When Eye of Solitude announced their dissolution at the end of 2019 it marked the end of a fantastic career of gothic gloom and funereal Doom that spanned almost a decade’s worth of albums, splits, and EPs, most of which we’ve featured here at NCS in one form or another.

Of course, the end of the band still left one last bit of unfinished business to be taken care of, which was the long-awaited re-recording of the group’s debut album, The Ghost, but thankfully band founder (and last remaining member) Daniel Neagoe took it upon himself to make good on that promise late last year, not just re-recording all the instruments and vocals but also taking extra time to rework and rearrange many of the tracks to fulfil their true potential.

As a result the new version of The Ghost is, in many ways, a very different record from its predecessor (and not just because the track list has also been updated and shuffled around).

Almost all of the “new” songs, for example, are significantly longer, darker, and heavier, than the originals (the only exceptions being the title-track, which is almost a full minute shorter, and “The Mourner”, which is omitted entirely), while the various individual elements all sound better than ever, from the extra heft and weight of the vocals, to the denser, doomier guitar tone, to the even more elegant and eloquent sense of emotion which shines through in every melancholy melody and mournful harmony.

Out of all three of the records featured here today, The Ghost is clearly the one which has undergone the most changes, and gained the most as a result, and serves as a more than fitting epitaph for a band whose legacy will undoubtedly live on long after their passing.







Sitting somewhere between the two approaches represented by the other two records featured here – re-recorded and remixed, but not significantly reworked or re-arranged – the 2020 version of Persefone’s debut album is a major improvement on the original in multiple ways.

Granted, the songs haven’t changed structurally – meaning things still shift from one extreme to another a little abruptly at times (though the band have at least taken some steps to smooth out some of the transitions here and there), and things do get a little cheesy in places – but the updated sound and tighter execution definitely help to paper over some of the more obvious cracks in the band’s early writing abilities.

The bigger, beefier guitar tone, for example, gives the songs more power and presence (something they were definitely lacking the first time around), while the overall sharper and more confident delivery just neatens everything up a little more, especially when it comes to the vocals, which show the biggest (and most rewarding) improvements, benefiting both from a newfound level of bite and venom as well as an even greater sense of character and conviction.

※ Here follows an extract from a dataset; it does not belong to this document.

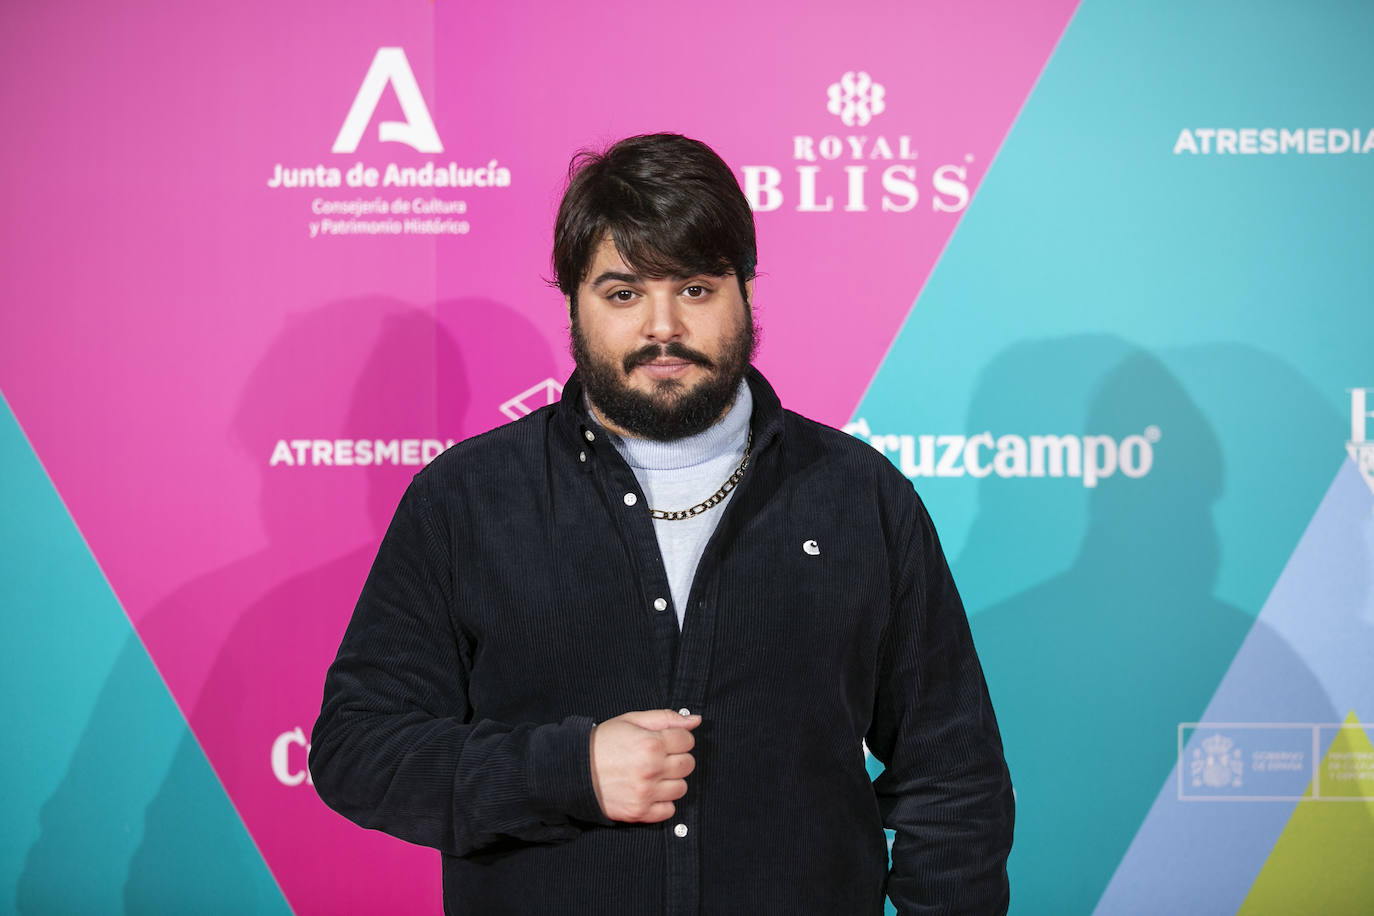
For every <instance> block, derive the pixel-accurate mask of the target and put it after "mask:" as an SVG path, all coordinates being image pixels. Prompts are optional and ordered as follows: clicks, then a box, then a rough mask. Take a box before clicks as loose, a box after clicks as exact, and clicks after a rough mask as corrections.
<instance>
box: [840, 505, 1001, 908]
mask: <svg viewBox="0 0 1374 916" xmlns="http://www.w3.org/2000/svg"><path fill="white" fill-rule="evenodd" d="M905 486H908V488H910V483H905ZM905 496H907V499H910V500H912V501H914V504H915V512H914V516H908V518H911V519H912V520H911V522H910V523H908V526H907V537H905V538H903V540H904V542H905V547H904V548H903V549H901V551H900V553H899V556H897V558H896V560H894V563H897V566H896V569H899V570H900V573H899V574H897V575H896V582H894V589H893V606H892V615H890V618H889V622H888V632H886V636H885V643H883V651H882V652H883V654H882V659H881V662H879V672H878V678H879V680H878V695H877V702H875V706H874V718H872V726H871V729H870V732H868V736H867V742H868V748H870V750H871V751H872V754H874V757H877V758H878V759H879V761H881V762H882V764H883V766H885V769H883V772H882V773H881V775H879V776H878V779H875V780H874V791H875V792H877V797H878V806H879V810H881V812H882V818H883V824H885V825H886V827H888V828H889V829H893V831H896V839H894V842H893V846H892V869H890V872H889V875H888V895H889V898H890V900H892V902H893V905H894V906H896V908H897V913H900V915H901V916H914V915H916V913H921V915H927V913H930V915H934V913H1006V912H1007V906H1009V884H1007V869H1006V864H1007V856H1009V853H1010V851H1011V831H1013V821H1014V801H1013V794H1011V777H1010V775H1009V772H1007V765H1006V759H1004V758H1003V753H1002V736H1000V733H999V732H998V722H996V718H995V717H993V713H992V702H991V699H989V698H988V688H987V684H985V681H984V677H982V667H981V666H980V665H978V656H977V652H976V651H974V647H973V636H971V634H970V632H969V621H967V617H966V615H965V611H963V603H962V602H960V600H959V593H958V591H956V589H955V585H954V578H952V577H951V574H949V567H948V564H947V563H945V558H944V552H943V551H941V549H940V540H938V537H937V536H936V530H934V525H933V523H932V522H930V516H929V515H927V512H926V509H925V507H923V505H922V504H921V500H919V497H915V494H914V493H910V490H908V493H905Z"/></svg>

Of course, when compared to the rest of their discography, the original version of Truth Inside the Shades was definitely the most straightforward album of the band’s career (it wouldn’t be until Core, a few years later, when they’d truly begin to properly stretch their proggier wings).

And while, sonically speaking, it’s still clearly and deeply indebted to the Finnish Melodeath scene of the time (think Wintersun, Eternal Tears of Sorrow, Ensiferum, etc) this new version finally allows us to hear and experience it as Persefone originally intended, making it not just a welcome update/improvement but also a fascinating glimpse into both the band’s early years and their evolution since then.


  1. Eye of Solitude quit? Very sad indeed, you make me 🙁

  2. Oh cool. I had not listened to the early records of Construct of Lethe or Persefone.